On Monday Alibaba signaled it is no longer writing off its smaller competitor, making a $4.6 billion investment to give it more traction in two areas JD.com does well in: logistics and electronics.
Ma’s online shopping titan bought into bricks-and-mortar electronics retailer Suning Commerce Group Co Ltd, surprising investors given it has traditionally stayed away from physical, offline assets.
Analysts say the main draw for Alibaba is likely to be Suning’s logistics network, which it says covers nine-tenths of China’s counties, helping it compete with JD.com’s sophisticated in-house warehousing and delivery system.
“Instead of building the network itself, it saves more time through this kind of deal,” said Walter Woo, an analyst with Oriental Patron Finance Group in Hong Kong.

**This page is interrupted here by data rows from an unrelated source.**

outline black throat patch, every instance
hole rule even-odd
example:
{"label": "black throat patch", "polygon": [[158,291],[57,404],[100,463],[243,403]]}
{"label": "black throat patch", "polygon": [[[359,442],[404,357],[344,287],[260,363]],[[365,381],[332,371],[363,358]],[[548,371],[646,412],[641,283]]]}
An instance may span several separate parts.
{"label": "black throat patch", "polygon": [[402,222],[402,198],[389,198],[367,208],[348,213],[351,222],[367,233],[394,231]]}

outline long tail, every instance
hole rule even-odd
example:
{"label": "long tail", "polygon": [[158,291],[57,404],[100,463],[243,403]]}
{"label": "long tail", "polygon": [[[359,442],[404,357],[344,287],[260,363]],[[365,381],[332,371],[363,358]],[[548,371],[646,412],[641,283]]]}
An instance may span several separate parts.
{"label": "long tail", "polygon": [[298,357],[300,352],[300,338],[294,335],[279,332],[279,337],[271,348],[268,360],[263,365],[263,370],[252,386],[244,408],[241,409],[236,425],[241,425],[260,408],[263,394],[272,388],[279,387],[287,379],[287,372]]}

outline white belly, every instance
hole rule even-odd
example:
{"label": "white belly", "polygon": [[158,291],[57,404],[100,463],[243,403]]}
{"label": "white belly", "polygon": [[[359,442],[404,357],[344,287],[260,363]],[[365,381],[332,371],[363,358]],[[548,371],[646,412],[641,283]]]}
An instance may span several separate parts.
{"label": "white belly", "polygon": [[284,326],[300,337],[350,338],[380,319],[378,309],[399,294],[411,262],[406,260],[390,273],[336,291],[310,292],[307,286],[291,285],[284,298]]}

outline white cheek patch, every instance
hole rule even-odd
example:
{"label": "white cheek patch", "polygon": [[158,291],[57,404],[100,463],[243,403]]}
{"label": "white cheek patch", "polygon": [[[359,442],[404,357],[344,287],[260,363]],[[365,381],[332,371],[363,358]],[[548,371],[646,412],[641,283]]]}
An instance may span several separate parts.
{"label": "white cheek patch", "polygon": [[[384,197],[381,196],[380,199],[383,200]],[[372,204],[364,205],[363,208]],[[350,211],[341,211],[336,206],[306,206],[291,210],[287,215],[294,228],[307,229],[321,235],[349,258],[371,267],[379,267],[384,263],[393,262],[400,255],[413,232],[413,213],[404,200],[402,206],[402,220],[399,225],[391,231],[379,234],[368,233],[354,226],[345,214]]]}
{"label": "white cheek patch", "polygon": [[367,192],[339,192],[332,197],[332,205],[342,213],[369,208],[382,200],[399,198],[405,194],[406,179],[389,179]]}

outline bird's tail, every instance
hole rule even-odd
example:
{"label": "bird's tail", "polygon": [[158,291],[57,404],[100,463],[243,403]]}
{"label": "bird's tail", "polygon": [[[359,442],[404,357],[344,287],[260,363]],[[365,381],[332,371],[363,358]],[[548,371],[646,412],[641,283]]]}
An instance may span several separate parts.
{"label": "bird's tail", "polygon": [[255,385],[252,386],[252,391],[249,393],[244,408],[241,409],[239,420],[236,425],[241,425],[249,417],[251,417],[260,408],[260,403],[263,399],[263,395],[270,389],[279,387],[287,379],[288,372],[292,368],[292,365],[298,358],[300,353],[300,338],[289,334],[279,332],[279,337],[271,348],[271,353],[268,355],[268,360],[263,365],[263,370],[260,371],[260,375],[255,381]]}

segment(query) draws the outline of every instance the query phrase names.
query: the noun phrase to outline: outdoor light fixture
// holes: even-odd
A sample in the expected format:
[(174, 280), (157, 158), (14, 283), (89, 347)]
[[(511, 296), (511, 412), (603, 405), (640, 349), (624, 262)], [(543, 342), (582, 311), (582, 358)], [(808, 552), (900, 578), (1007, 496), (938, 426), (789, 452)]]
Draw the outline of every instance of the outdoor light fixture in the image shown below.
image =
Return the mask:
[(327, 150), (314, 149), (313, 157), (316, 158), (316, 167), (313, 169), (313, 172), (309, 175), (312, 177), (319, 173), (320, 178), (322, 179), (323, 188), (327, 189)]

But even for cash-rich Alibaba the investment is a bold one, coming when its heady growth of the past few years is losing momentum.
On Wednesday, Alibaba said its revenue for the three months ended June rose 28 percent to $3.27 billion, its slowest growth rate in more than three years.
For a company long praised for its fat margins, fast revenue growth and lack of physical assets, buying a stake in Suning, which had margins last year of less than one percent, raised industry eyebrows.
Suning is now valued at 149 times earnings for the last 12 months, according to Thomson Reuters data.
In January, Ma apologized for his barbs about JD.com and its business model, saying he had spoken too openly.
JD.com’s recent growth in the total value of goods sold on its platforms is likely to have given Ma more reasons for reflection.
JD.com’s gross merchandise volume went from 21 percent of Tmall’s, the main Alibaba site with which it competes, in the 12 months to December 2013, to 42 percent in the year ending June, according to Morgan Stanley Research.
“This likely might have triggered Alibaba and Suning to form a closer alliance to fight back,” said Alicia Yap, a Hong Kong-based Barclays Internet analyst, in a Monday research note.
With China’s increasingly discerning consumers drawn to JD.com’s ability to use its in-house delivery system to avoid the more fragmented, chaotic one in China that its rivals depend on, Alibaba will be hoping Suning can give it a quick leg-up.
This prospect has already made JD.com investors nervous, with its shares down 12.6 percent since Monday, the biggest two-day drop since it went public in May last year, though the company is playing down the threat.
“When we began investing in same-day delivery, people wrote us off as dead,” said a company spokesman in Beijing.
“More than five years later, e-commerce companies in the U.S. and China see our superior service and realize investing is the only way they can survive.”
Alibaba also wants to hook up its other Internet services with Suning, including its affiliate online payment system Alipay.
Such moves linking online to offline assets are not always welcomed by investors, as they pose the risk of slimmer margins than online-only businesses.
Earlier this month, Baidu said it would spend aggressively in this area, triggering the shares’ worst two-day drop since late 2008.
Some analysts say though that if e-commerce giants want to dominate all of the retail industry, then more tie-ups like Alibaba and Suning are on the cards.
“The price they paid is indeed very high,” said Orient Patron Financial’s Woo.
But given how complementary the deal could be, “this may be the reason to justify this high price”.